Michigan's David Baas admits it took him a few starts to get comfortable with his new position. It's understandable. Baas, a fifth-year senior captain and longtime left guard, had never played center until asked to do so by coach Lloyd Carr a month ago.
ANN ARBOR - Michigan's David Baas admits it took him a few starts to get comfortable with his new position.
Baas, a fifth-year senior captain and longtime left guard, had never played center until asked to do so by coach Lloyd Carr a month ago.
Michigan was struggling to run the ball heading into its Big Ten opener and Carr figured moving Baas would give his team the best chance to be a dominant running team again.
It turns out Carr was right.
"David Baas has made all the difference in the world since he moved to center," freshman tailback Mike Hart said yesterday. "He has been opening up some huge holes for us to run through the last few weeks."
Baas (6-5, 323 pounds) wasn't thrilled with the idea of playing center when Carr first approached him - he had made 30 consecutive starts at left guard, was a two-time All-Big Ten first-team selection and a second-team All-American last season - but he knew it was best move for the team.
"I did what I had to do," Baas said. "I had a chance to be a three-time All-Big Ten pick and an All-American at guard, but I
couldn't worry about that. I had to make a move, a minor one at that, to help my team win, and that's what I did."
Baas will make his fifth consecutive start at center on Saturday when No. 13 Michigan plays at No. 12 Purdue. The defending Big Ten champion Wolverines are 4-0 and tied for first place with Wisconsin.
Once again, Baas will play a key role in the outcome.

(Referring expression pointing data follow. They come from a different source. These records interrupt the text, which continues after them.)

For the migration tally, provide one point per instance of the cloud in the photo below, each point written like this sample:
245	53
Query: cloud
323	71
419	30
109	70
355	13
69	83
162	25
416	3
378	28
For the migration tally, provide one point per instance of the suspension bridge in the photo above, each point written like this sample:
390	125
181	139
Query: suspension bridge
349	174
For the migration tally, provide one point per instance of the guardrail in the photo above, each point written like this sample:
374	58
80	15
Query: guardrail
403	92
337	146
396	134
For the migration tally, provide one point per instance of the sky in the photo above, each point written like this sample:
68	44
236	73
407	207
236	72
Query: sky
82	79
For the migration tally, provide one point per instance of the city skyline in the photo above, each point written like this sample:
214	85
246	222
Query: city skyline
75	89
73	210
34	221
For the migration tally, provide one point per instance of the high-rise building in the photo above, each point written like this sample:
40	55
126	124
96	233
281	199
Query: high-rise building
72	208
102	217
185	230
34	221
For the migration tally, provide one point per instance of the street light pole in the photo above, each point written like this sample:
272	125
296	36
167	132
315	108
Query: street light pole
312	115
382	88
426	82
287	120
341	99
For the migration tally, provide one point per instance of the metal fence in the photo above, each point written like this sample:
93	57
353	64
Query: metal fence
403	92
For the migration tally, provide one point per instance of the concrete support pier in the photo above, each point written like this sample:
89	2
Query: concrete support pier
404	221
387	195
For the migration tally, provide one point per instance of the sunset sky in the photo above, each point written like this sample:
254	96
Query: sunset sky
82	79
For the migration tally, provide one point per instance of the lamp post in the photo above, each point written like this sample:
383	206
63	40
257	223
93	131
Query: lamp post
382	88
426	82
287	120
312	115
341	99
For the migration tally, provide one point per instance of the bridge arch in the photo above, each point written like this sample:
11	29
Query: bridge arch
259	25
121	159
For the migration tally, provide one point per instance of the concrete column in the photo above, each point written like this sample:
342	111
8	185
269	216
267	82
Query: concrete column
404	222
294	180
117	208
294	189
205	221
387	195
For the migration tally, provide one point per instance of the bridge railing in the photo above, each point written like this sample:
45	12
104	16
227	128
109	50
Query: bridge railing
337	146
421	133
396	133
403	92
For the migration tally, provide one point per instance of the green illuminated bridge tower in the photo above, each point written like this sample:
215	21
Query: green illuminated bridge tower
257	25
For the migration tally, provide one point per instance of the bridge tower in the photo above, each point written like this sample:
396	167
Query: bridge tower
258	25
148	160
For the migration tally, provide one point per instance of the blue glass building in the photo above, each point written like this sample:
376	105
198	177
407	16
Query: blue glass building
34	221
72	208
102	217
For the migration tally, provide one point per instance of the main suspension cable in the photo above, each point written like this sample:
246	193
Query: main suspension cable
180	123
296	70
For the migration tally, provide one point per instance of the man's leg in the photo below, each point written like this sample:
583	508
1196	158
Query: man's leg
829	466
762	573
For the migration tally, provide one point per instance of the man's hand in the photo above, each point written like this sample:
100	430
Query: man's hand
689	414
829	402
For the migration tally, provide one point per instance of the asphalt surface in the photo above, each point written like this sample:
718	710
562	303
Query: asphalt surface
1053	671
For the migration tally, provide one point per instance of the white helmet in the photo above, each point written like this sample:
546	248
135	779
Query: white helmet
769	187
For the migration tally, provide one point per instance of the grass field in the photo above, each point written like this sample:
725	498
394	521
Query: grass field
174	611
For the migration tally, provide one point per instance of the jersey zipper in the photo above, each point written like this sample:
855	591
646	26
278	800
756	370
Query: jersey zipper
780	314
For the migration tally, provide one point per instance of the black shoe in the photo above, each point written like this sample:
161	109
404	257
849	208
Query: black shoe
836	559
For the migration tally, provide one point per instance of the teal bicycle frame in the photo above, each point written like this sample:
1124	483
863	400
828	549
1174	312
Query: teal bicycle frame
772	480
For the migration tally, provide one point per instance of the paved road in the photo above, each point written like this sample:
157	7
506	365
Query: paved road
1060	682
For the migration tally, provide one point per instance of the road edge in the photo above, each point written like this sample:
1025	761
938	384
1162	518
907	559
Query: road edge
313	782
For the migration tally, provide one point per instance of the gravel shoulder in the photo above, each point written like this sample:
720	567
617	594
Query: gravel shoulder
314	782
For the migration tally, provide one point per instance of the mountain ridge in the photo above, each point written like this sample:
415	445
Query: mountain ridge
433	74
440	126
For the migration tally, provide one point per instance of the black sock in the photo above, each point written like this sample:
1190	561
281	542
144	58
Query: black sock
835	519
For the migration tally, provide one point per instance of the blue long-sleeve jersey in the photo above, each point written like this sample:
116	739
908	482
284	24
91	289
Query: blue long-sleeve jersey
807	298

"David Baas is an incredible offensive lineman," tight end Tyler Ecker said. "He could play anywhere - guard, center or tackle - and be great. He's the powerhouse of our offensive line."
Hart entered the starting lineup a week after Baas moved to center, and he has put together games of 79 yards rushing against Indiana, 160 yards against Minnesota and 234 yards against Illinois.
And he has accounted for 473 of Michigan's 577 yards during that three-game stretch on 95 carries.
"I don't think there's any question that David Baas moving to center has really helped our line," Carr said.
The Wolverines have used four different line combinations in the first seven games, and only left tackle Adam Stenavich and right guard Matt Lentz have started all of them at the same position.
Baas, a preseason All-American as well as a candidate for the Outland Trophy and Lombardi Award, started the first three games at left guard before replacing Mark Bihl at center.
"I'm starting to enjoy playing center," said Baas, who is looking to become the 11th player in school history to earn All-Big Ten honors at least three times in his career. "The move really hasn't been that difficult. The same aspect of punishing people and being physical, that's still there.
"There's just a few things that are different from playing guard, like making the offensive line calls and making sure the ball is not on the ground when I snap it."
Hart, a freshman, is the second-leading rusher in Big Ten play behind Wisconsin's Anthony Davis, averaging 143.0 yards in four games. Hart ranks 20th nationally in rushing with 104.29 yards per game.
He and another freshman, Max Martin (12-67), combined for 301 yards rushing and one touchdown each on Saturday as Michigan rallied from a 17-10 halftime deficit to beat Illinois 30-19. Hart had 23 of his career-high 40 carries in the second half.
"Mike Hart is an incredible runner, especially for a freshman," Baas said. "The way he bounces off tackles and keeps running is amazing."
Baas isn't too shabby, either.
Nose tackle Gabe Watson goes head-to-head against him every day in practice, and usually ends up with a headache.
"David Baas is the best player I've ever faced," Watson said. "He's a special player. He plays hard every play, even if it's in practice. And if you not ready or not paying attention, he'll knock your head off."
Baas' tough-guy image has taken a bit of a hit off the field because of his reputation as a singer.
He sang Tim McGraw's "Please Remember Me" at his sister's wedding and the national anthem during a Rose Bowl practice last season and again at Michigan's spring game. In his spare time, Baas dabbles with a wide range of tastes, from Josh Groban's songs to R&B hits.
"It's just fun stuff," he said. "It's not going to be my career."
Baas' career path likely will take him to the NFL.
"As far as his future goes, David Baas has already proven to anybody who would be interested in him that he's a great guard," Carr said. "Now he has a chance to prove that he can be a great center, and that only helps him.
"I think it's safe to say he's had a great career here."